Suddenly all is still just before the rows of gray launch,
fires of death race across their ranks, from our tanks,
muddy river turns blood red as row of gray, fire breached,
human form 100 and more become mounds upon sandbar, death ranks.
More still more closer, closer rows of gray breach the shore,
fifty yards, twenty closer too, sounds of death to hear,
point-blank in the rows of gray, they still come as before,
200 and 200 more, over others laying on shore, in no fear.
Bugles blare, into brightness of day, lives lost in Malay,
sweat and tears, bodies worn, fire more from morn to dusk,
to stop would be to betray a trust, red hot guns in the fray,
fallen comrades still, that line of steel can’t go bust.
Like lighting fire-flies rounds of death streak across river,
from this side to that snuffing out life in their flashes,
steel blades to hold the line from evil across the river,
no tears for fallen, no time to stop flow of life from gashes.
No young men here now all as old as time itself, for evermore,
moment to moment recalled forty ears from now is true,
gone the baby face smile of youth, swallowed, by horror’s gore,
dreams of the river clear today, nor sleep the night through.
Dusk revealed gray mounds along the shore an all was still,
distant sounds from human forms heard to replace bugles blare,
night’s darkness hide the sights from eyes that would chill,
no life, soul or breath to give, question if God is still here.
Forgotten but by a few, this river crossing of life and death,
memories all too clear for young men, now old ones too,
the day was saved, the cost too high to equate, in a breath,
the river that turned red for a long, long day forgotten too.
The smell of death all around, will there be an end,
short timers don’t even smile, they been in country too long,
a new phrase then but now known by all friends,
deep in rice paddy mud, time left is too long.
Rain and sweat soak you through and through, blood too,
there are no safe places to hide if you could, and would,
mounds of empty shells fill the field, body bags too,
one more day, each day after another, go home you should.
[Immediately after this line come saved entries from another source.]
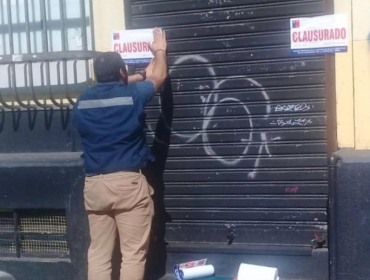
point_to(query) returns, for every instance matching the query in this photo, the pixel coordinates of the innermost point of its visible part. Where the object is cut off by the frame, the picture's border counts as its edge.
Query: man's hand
(159, 67)
(149, 68)
(160, 41)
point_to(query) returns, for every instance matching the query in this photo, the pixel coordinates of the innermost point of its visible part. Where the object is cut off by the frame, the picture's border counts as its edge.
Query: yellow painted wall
(108, 17)
(353, 78)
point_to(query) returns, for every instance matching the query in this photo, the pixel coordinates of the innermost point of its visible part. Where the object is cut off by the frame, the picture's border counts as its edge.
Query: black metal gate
(247, 156)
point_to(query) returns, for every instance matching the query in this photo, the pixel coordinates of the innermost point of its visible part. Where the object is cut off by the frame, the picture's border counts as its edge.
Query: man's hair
(107, 67)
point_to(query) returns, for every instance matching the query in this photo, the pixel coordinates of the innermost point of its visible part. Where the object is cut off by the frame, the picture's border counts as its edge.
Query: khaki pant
(118, 201)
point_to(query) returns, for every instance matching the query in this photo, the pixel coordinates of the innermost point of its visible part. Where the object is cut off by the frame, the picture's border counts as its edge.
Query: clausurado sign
(319, 35)
(133, 45)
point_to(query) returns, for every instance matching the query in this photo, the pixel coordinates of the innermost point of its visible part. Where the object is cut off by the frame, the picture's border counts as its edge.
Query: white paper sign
(133, 45)
(319, 35)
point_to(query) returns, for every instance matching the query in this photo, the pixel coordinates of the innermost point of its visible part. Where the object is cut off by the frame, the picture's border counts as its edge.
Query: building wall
(353, 77)
(107, 18)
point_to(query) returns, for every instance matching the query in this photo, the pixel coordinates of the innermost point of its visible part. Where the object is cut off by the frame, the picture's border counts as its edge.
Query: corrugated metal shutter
(248, 143)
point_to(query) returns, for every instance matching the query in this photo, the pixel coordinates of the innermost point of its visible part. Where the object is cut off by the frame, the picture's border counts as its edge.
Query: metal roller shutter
(247, 155)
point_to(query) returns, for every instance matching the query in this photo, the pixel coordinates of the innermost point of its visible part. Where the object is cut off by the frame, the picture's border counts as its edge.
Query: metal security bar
(33, 233)
(46, 52)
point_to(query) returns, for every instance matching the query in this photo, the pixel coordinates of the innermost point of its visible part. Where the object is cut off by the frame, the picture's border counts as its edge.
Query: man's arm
(159, 47)
(135, 78)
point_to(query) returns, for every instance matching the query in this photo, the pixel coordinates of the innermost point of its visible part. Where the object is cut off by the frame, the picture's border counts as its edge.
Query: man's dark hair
(107, 67)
There are some who stay in country for times over due,
they think if they do one less new is needed to come over,
to save a life anyway they can is the plan and that’s true,
another time, have been a great country with green cover.
Now all one thinks about is to get out of, in country,
each day is counted off to the hour short or long to go,
last sight seen is it fading beneath the clouds, in country,
back into the real world, what’s that? Anyway we go…
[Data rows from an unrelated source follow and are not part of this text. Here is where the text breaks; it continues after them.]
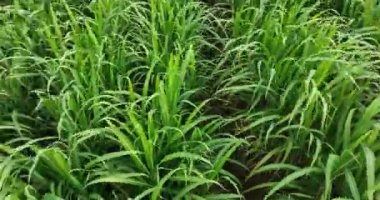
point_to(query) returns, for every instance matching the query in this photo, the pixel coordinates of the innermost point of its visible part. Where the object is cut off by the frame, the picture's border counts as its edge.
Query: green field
(190, 99)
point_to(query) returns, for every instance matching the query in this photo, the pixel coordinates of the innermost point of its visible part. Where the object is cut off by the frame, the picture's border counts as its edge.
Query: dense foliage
(187, 99)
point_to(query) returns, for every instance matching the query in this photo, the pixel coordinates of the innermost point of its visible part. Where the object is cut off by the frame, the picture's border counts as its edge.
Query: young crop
(187, 99)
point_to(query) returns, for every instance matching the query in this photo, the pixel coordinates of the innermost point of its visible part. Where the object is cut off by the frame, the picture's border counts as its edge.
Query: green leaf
(290, 178)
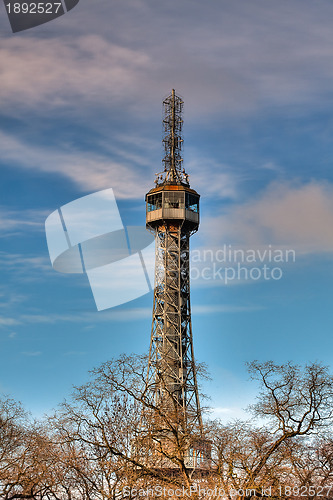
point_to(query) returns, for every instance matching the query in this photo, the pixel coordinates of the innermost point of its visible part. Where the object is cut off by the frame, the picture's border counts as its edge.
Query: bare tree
(293, 403)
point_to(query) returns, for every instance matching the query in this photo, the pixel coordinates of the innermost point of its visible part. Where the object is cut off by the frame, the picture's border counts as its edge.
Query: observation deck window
(173, 200)
(154, 202)
(191, 202)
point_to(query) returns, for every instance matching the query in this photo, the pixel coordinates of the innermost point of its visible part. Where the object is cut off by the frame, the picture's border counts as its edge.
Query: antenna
(173, 123)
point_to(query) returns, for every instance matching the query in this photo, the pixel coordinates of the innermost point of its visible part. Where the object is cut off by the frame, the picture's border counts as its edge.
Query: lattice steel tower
(172, 213)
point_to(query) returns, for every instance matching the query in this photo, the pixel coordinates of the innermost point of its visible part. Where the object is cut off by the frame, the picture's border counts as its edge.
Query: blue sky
(81, 109)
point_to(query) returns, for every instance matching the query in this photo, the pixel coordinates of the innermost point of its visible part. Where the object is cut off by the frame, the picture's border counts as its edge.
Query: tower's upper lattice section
(173, 123)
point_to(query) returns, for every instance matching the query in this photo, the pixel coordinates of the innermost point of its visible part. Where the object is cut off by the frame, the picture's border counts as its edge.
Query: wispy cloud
(270, 58)
(12, 221)
(87, 170)
(287, 214)
(31, 353)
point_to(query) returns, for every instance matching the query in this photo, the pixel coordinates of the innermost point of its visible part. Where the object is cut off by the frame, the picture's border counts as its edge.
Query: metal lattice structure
(173, 215)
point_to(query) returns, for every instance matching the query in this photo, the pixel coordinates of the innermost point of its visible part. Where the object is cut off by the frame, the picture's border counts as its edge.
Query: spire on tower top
(173, 123)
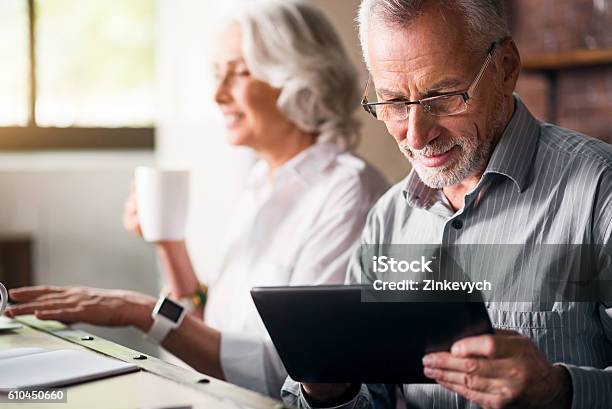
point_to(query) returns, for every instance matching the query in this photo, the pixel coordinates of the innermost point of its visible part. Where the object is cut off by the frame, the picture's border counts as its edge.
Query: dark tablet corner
(326, 334)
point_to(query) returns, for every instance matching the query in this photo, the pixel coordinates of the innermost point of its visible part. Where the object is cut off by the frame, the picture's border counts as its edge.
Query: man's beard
(472, 158)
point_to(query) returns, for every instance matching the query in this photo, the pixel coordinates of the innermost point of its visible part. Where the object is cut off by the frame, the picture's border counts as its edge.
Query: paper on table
(15, 352)
(7, 324)
(57, 368)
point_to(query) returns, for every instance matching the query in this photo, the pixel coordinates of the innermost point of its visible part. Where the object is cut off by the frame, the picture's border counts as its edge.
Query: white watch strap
(160, 329)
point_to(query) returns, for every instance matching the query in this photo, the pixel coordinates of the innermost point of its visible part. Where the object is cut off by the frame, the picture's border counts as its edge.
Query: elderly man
(484, 171)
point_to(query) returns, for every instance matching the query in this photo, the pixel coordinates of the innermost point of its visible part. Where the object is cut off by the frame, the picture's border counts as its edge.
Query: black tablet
(326, 334)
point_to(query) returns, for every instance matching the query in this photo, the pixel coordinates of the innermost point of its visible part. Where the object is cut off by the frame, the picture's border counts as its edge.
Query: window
(76, 74)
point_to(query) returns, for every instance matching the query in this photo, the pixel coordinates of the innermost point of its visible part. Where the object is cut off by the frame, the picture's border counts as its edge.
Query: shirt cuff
(293, 397)
(242, 361)
(591, 387)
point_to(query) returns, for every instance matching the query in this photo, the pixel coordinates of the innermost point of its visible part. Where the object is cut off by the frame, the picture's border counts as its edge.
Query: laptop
(326, 334)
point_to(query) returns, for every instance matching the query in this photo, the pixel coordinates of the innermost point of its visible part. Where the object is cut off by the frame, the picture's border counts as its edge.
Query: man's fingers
(483, 399)
(30, 293)
(483, 367)
(469, 380)
(506, 332)
(489, 346)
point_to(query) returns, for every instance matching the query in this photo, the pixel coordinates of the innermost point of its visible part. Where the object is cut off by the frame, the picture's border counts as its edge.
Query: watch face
(170, 310)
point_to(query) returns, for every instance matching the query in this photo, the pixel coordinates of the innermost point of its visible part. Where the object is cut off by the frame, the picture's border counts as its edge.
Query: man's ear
(511, 66)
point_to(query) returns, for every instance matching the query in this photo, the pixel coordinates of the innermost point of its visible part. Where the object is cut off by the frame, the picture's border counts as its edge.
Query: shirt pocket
(569, 333)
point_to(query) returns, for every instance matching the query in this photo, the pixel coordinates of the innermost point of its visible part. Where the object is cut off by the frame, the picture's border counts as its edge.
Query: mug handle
(3, 298)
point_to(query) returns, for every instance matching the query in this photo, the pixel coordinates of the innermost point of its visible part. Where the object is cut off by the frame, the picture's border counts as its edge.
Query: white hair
(292, 46)
(485, 19)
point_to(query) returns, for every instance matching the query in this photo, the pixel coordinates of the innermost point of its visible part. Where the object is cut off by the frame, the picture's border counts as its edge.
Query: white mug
(163, 199)
(3, 298)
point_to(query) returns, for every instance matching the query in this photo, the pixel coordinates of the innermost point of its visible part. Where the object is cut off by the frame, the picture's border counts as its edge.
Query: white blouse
(297, 228)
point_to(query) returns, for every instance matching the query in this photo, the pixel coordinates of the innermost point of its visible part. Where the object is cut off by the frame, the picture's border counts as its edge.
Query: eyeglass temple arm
(484, 67)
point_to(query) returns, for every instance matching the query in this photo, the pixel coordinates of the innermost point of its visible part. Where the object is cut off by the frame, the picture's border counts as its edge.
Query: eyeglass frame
(466, 95)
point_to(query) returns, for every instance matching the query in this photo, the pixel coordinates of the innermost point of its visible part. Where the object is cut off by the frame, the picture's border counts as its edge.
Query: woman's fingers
(130, 213)
(31, 293)
(31, 307)
(66, 315)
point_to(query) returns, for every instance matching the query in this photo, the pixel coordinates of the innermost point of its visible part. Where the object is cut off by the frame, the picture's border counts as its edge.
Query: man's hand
(81, 304)
(326, 394)
(504, 370)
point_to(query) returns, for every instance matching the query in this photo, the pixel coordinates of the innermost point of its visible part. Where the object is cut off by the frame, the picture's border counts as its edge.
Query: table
(157, 385)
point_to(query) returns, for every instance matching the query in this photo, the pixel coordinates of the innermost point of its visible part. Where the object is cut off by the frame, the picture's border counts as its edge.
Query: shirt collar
(512, 157)
(305, 166)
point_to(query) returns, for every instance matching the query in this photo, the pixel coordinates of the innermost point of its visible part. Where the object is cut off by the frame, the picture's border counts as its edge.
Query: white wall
(71, 204)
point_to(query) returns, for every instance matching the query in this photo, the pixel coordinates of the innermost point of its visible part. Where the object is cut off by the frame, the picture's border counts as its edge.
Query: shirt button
(457, 224)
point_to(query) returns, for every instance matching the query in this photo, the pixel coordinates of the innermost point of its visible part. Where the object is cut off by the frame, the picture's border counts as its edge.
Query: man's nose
(421, 128)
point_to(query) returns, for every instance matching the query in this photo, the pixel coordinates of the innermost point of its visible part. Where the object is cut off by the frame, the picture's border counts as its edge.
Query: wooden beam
(46, 139)
(569, 59)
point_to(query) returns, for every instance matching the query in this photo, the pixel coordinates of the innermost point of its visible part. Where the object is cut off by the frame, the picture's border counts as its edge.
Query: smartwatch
(167, 315)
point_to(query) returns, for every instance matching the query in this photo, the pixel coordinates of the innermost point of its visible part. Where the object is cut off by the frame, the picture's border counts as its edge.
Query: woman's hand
(111, 308)
(131, 222)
Questions for Reflection: “Naktong River” and “In Country”
- Describe life across the banks of the Naktong?
- How does the physical scene presented by Baillie in his poem, “Naktong River, hide the enemy?
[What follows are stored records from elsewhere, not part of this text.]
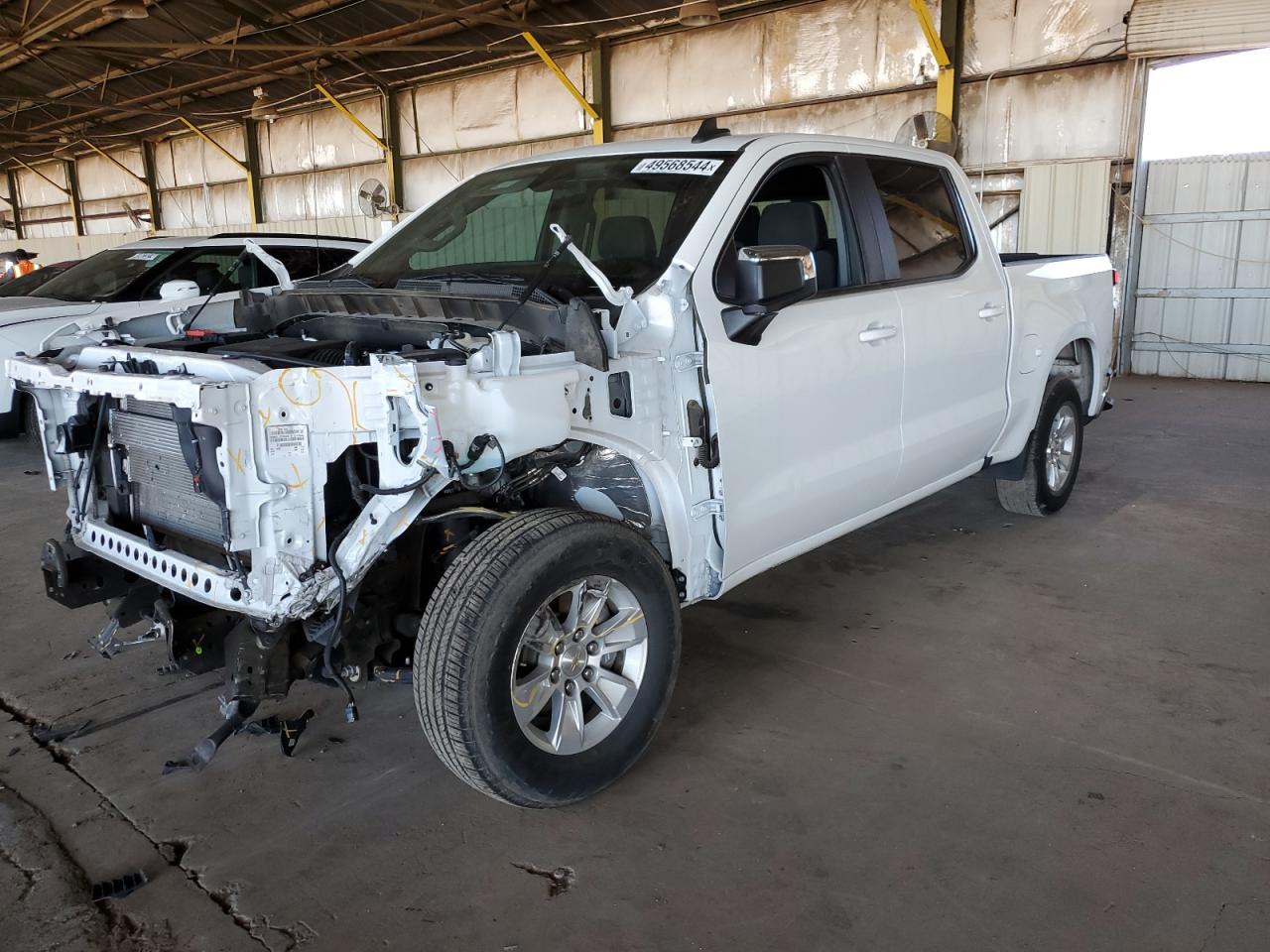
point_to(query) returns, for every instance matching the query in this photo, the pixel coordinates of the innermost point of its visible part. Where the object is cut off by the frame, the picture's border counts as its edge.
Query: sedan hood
(21, 309)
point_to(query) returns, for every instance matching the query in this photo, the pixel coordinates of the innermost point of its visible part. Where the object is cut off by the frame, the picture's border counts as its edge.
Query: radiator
(160, 485)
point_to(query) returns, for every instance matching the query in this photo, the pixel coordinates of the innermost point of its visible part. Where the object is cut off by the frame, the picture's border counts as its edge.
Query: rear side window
(925, 223)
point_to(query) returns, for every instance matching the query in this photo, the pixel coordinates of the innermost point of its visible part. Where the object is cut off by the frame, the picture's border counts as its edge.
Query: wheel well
(1076, 363)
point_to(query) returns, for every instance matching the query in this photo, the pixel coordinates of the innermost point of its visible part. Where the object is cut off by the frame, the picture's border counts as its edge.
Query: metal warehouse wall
(1033, 93)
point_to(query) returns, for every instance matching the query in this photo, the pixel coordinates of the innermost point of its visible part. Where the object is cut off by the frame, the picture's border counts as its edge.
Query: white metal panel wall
(1066, 207)
(1003, 35)
(1203, 294)
(1174, 27)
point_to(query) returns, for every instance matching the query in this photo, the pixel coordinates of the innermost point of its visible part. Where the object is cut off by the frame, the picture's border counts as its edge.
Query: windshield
(629, 213)
(104, 275)
(26, 285)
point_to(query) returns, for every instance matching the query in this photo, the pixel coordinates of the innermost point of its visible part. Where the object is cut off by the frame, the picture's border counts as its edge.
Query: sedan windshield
(629, 213)
(104, 275)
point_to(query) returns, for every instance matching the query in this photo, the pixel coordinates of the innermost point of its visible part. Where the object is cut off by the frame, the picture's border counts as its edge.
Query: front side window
(922, 217)
(214, 268)
(794, 206)
(629, 213)
(105, 275)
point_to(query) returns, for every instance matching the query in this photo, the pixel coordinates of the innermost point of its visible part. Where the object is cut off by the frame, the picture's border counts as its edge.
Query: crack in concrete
(31, 876)
(1211, 932)
(172, 852)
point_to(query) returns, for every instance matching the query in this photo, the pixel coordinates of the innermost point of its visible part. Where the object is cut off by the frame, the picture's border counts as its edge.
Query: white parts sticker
(677, 167)
(290, 439)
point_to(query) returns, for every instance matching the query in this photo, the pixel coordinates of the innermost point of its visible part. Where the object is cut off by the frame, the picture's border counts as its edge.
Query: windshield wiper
(483, 277)
(348, 281)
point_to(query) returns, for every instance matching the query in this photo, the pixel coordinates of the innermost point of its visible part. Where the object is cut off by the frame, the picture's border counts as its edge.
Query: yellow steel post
(37, 172)
(597, 123)
(252, 190)
(352, 118)
(114, 162)
(945, 82)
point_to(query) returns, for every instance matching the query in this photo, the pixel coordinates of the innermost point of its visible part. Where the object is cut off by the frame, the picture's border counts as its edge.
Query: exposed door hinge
(707, 507)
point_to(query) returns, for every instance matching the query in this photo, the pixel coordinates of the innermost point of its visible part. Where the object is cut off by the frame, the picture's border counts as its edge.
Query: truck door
(955, 316)
(808, 416)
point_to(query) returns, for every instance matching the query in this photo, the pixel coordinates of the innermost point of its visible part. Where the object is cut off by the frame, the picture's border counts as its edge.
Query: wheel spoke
(575, 594)
(567, 725)
(612, 692)
(593, 603)
(621, 631)
(548, 631)
(530, 696)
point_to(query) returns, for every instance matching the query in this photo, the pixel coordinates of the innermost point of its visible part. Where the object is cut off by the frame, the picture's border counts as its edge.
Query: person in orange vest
(24, 262)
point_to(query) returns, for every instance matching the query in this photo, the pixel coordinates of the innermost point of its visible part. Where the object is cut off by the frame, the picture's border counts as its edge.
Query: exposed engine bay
(281, 500)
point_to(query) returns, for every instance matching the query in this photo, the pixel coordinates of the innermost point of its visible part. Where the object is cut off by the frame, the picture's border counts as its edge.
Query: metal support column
(952, 36)
(945, 84)
(72, 193)
(391, 153)
(14, 204)
(253, 181)
(252, 150)
(601, 90)
(597, 121)
(386, 144)
(148, 166)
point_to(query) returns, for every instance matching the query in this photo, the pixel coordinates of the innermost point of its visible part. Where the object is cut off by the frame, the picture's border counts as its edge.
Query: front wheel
(547, 656)
(1055, 454)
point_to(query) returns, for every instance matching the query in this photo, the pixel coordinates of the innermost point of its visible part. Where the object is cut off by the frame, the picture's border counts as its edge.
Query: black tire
(1032, 495)
(468, 639)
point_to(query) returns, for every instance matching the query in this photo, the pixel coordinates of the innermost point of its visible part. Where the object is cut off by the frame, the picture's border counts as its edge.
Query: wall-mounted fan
(372, 198)
(929, 130)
- Baillie uses the phrase, “in no fear.” What does this imply?
- What significance does the blare of bugles play in the poem, “Naktong River?”
- Talk about the soldiers at Naktong River. Who are they? Who have they become?
- Describe in your own words what you think is meant by the concept, “in country?”
- Talk about the significance of time in Baillie’s poem, “In Country.”
- How can a person return home when he is “in country?” Why would it be important to do so?
- Explain why people stay “in country?” Who is the “new” that is referred to in the poem?